Die Beruflichen Schulen im Landkreis Ludwigsburg informieren derzeit Jugendliche von Realschulen und Gemeinschaftsschulen über ihr Angebot. Die Erich-Bracher-Schule in Pattonville lädt sogar zur Hospitation ein. „Bei Info-Tagen kann man leider den Schulalltag nicht miterleben, deshalb bieten wir Schülern unserer Kooperationsschulen eine Hospitation an“, sagt Patrick Schefczik. Der Lehrer begleitet und koordiniert das Angebot.
Knapp 80 Schülerinnen und Schüler haben in dieser Woche so die Gelegenheit, den Alltag an der Beruflichen Schule kennenzulernen. Dabei scheint es, dass die Beruflichen Schulen es gar nicht nötig haben, für sich zu werben. Der Andrang ist nach wie vor ungebrochen. „Notwendig, um neue Schüler zu bekommen, ist das in der Tat nicht“, sagt Schulleiter Oliver Schmider. Es sei aber sowohl für die Schüler und Schülerinnen als auch für die Schule gut, denn es gebe den Jugendlichen einen guten Einblick in das Schulleben. Es verhindere durchaus den ein oder anderen Abbruch oder Schulwechsel.
Azubis werden immer älter
Grundsätzlich hat das Statistische Landesamt herausgefunden, dass das Durchschnittsalter der Auszubildenden in den vergangenen Jahren angestiegen ist. Von 2007 bis 2021 ist demnach das Median-Alter in dem Ausbildungsverträge abgeschlossen werden von 18 Jahre auf 19 Jahre gestiegen. Halten die Beruflichen Schulen mit Wirtschaftsgymnasium und Berufskollegs die Realschüler von einem (früheren) Einstieg in das Berufsleben ab?
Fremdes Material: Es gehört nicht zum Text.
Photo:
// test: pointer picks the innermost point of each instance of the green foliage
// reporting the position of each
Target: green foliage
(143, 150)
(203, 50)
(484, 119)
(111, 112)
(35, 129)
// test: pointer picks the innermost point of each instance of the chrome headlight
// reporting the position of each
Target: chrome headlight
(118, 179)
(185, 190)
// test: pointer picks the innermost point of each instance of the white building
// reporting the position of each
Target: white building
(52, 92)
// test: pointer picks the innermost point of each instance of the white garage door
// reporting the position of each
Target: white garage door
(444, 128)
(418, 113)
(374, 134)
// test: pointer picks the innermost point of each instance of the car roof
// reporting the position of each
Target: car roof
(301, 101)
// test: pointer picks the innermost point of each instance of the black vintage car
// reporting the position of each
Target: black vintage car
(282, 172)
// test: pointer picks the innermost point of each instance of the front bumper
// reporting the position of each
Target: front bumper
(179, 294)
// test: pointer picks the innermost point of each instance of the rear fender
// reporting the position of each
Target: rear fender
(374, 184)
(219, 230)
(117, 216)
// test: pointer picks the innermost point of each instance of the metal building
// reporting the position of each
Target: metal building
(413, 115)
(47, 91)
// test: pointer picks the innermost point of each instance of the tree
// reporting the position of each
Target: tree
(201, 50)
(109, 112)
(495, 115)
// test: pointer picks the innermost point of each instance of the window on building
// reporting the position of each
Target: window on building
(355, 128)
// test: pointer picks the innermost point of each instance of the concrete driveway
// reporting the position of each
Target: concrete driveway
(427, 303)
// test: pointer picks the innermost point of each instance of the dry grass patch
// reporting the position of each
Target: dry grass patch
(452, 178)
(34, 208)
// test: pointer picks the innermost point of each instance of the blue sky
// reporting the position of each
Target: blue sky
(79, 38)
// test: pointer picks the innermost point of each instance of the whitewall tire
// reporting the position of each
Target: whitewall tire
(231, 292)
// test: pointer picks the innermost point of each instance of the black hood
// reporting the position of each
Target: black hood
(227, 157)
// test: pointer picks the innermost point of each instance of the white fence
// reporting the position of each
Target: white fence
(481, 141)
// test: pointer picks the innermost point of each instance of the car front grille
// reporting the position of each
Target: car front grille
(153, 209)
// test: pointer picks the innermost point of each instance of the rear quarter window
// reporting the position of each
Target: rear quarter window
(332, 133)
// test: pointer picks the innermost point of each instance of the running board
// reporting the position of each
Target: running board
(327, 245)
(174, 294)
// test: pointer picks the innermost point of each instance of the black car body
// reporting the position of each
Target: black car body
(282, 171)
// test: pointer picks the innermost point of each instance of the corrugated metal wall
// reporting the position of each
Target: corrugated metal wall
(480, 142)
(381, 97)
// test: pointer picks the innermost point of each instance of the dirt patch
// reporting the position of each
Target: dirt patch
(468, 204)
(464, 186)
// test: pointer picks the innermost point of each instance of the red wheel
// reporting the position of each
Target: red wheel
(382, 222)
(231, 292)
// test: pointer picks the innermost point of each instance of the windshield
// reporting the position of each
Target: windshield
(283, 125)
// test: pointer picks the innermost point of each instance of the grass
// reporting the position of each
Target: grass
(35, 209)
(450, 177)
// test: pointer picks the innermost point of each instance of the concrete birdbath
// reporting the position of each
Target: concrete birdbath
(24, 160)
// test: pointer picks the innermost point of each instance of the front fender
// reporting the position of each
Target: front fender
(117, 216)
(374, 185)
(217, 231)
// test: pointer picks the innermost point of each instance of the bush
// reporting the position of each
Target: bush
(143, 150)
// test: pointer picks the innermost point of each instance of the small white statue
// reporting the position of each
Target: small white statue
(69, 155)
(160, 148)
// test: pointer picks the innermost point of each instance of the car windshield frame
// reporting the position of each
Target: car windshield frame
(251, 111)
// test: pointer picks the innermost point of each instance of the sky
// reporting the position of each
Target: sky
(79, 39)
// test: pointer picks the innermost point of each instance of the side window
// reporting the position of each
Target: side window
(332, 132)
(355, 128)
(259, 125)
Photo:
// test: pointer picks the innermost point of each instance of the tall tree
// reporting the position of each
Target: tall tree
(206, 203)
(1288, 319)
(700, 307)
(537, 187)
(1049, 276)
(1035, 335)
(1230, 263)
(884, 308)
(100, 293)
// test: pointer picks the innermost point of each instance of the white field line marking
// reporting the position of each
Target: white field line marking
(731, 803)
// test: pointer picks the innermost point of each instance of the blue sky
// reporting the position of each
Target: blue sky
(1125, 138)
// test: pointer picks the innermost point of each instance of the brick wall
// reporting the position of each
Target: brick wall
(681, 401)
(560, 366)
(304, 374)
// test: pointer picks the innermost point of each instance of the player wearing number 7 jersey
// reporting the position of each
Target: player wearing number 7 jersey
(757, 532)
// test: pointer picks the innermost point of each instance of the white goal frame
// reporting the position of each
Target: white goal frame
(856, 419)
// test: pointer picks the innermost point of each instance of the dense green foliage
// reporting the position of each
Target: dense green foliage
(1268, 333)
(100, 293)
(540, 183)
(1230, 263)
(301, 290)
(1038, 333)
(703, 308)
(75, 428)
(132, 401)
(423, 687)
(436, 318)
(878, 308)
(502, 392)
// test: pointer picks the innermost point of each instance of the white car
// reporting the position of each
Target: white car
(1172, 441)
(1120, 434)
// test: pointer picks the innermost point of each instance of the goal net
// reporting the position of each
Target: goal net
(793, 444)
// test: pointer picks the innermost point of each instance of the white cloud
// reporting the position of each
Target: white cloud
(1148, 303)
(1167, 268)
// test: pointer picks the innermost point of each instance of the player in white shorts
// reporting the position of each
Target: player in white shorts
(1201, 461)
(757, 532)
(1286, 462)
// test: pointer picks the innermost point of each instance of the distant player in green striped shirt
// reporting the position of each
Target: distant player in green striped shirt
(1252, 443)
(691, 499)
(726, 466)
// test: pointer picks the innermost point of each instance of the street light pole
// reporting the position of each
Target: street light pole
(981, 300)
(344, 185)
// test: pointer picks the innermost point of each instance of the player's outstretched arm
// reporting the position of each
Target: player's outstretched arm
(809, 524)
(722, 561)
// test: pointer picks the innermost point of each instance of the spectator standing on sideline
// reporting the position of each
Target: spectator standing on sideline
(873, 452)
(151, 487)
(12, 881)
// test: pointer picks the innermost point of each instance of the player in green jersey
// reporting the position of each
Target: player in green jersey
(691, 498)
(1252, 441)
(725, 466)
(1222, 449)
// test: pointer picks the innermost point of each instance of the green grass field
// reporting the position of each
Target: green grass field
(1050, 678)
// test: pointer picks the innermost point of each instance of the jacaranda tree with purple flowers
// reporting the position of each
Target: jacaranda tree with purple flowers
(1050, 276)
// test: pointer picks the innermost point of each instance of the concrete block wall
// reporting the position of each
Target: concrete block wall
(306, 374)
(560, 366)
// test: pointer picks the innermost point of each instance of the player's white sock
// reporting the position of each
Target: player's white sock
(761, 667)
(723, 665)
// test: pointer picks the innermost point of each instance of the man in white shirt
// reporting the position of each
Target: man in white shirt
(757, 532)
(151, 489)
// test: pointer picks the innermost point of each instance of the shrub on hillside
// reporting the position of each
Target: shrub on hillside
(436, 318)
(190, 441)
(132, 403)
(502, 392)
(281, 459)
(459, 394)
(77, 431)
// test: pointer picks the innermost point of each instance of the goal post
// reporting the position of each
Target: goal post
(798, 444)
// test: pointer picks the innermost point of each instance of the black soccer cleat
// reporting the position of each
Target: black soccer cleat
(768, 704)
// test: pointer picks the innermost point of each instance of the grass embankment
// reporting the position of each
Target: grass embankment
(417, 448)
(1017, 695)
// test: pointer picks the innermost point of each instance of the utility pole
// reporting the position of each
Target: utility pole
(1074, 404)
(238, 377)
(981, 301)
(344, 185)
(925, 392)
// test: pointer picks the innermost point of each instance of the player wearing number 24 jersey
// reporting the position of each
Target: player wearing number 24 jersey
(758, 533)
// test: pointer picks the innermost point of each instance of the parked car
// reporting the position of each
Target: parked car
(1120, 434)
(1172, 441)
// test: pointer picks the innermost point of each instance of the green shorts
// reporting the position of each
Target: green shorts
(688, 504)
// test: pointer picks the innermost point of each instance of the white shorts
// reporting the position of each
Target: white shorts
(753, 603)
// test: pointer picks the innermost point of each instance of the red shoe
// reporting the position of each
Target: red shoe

„Wir haben unsere Partner in der Wirtschaft und als Berufsschule auch viele Jugendliche hier, die schon im dualen Ausbildungssystem sind. Unsere Zahlen sind stabil, ich kann da keinen Trend erkennen“, sagt Schmider. Das bestätigen auch Daten des Kultusministeriums. In den vergangenen Jahren haben sich die Übertrittszahlen nur marginal verändert.
Große Nachfrage in Pattonville
Schmider nimmt aber durchaus eine große Nachfrage nach Plätzen am Berufskolleg und dem Wirtschaftsgymnasium wahr. Bei letzterem regele die Abschlussnote schon den Zugang, beim Berufskolleg ist dem allerdings nicht so. Eine Konkurrenz zur Ausbildung wolle man aber mit den Berufskollegs nicht aufbauen. Die Schülerzahlen seien seit Jahren gleichbleibend, auch wenn wohl Potenzial für mehr da wäre.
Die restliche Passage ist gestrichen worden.